Monday, March 16, 2020 at 2:00 p.m.
Room EV001.162

You are invited to attend the following M.A.Sc. (Quality Systems Engineering) thesis examination.

Examining Committee

Dr. W. Lucia, Chair
Dr. N. Bouguila, Supervisor
Dr. J. Bentahar, CIISE Examiner
Dr. Z. Kabir, External Examiner (ECE)

 

Abstract

Performance of a machine learning algorithm depends on the representation of the input data. In computer vision problems, histogram-based feature representation has significantly improved the classification tasks. L1 normalized histograms can be modelled by Dirichlet and related distributions to transform input space to feature space. We propose a mapping technique that contains prior knowledge about the distribution of the data and increases the discriminative power of the classifiers in supervised learning such as Support Vector Machine (SVM). The mapping technique for proportional data which is based on Dirichlet, Generalized Dirichlet, Beta Liouville, scaled Dirichlet and shifted scaled Dirichlet distributions can be incorporated with traditional kernels to improve the base kernels accuracy. Experimental results show that the proposed technique for proportional data increases accuracy for tasks such as natural scene recognition, satellite image classification, gender classification, facial expression recognition and human action recognition in videos. In addition, in object tracking, learning parametric features of the target object using Dirichlet and related distributions may help to capture representations invariant to noise. This further motivated our study of such distributions in object tracking. We propose a framework for feature representation on probability simplex for proportional data utilizing the histogram representation of the target object at initial frame. A set of parameter vectors determine the appearance features of the target object in the subsequent frames.

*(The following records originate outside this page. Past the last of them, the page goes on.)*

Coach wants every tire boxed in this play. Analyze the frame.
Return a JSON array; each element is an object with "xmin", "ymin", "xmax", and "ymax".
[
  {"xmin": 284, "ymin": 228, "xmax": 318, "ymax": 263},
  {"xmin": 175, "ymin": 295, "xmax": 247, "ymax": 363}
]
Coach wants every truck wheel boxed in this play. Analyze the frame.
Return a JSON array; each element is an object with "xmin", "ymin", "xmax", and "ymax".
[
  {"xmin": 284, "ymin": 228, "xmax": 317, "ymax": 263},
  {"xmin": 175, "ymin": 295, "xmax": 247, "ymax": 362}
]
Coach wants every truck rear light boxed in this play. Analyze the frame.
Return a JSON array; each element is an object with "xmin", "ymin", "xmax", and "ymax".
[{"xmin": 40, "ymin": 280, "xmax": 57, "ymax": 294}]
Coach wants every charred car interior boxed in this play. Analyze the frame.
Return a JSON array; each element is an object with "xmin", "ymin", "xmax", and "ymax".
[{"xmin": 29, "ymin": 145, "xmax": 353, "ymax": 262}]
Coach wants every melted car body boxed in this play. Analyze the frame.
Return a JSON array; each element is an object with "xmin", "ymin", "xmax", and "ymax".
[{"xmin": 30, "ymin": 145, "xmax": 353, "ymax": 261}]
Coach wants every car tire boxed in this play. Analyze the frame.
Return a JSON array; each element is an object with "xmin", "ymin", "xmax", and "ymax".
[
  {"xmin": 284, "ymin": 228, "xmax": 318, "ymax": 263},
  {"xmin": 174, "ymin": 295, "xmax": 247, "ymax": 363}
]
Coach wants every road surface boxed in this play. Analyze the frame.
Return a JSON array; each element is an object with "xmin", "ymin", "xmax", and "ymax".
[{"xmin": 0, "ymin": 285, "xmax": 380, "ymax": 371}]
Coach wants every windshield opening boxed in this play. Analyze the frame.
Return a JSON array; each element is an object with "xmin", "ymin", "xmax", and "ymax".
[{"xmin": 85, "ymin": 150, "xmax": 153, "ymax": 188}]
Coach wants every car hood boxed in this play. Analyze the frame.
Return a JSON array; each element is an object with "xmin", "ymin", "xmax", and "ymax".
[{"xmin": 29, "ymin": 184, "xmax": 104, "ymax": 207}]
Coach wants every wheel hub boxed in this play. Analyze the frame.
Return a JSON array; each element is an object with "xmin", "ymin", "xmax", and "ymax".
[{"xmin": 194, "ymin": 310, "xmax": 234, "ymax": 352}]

Motivated by the success of distribution-based feature mapping for proportional data, we extend this technique for semi-bounded data utilizing inverted Dirichlet, generalized inverted Dirichlet and inverted Beta Liouville distributions. Similar approach is taken into account for count data where Dirichlet multinomial and generalized Dirichlet multinomial distributions are used to map density features with input features.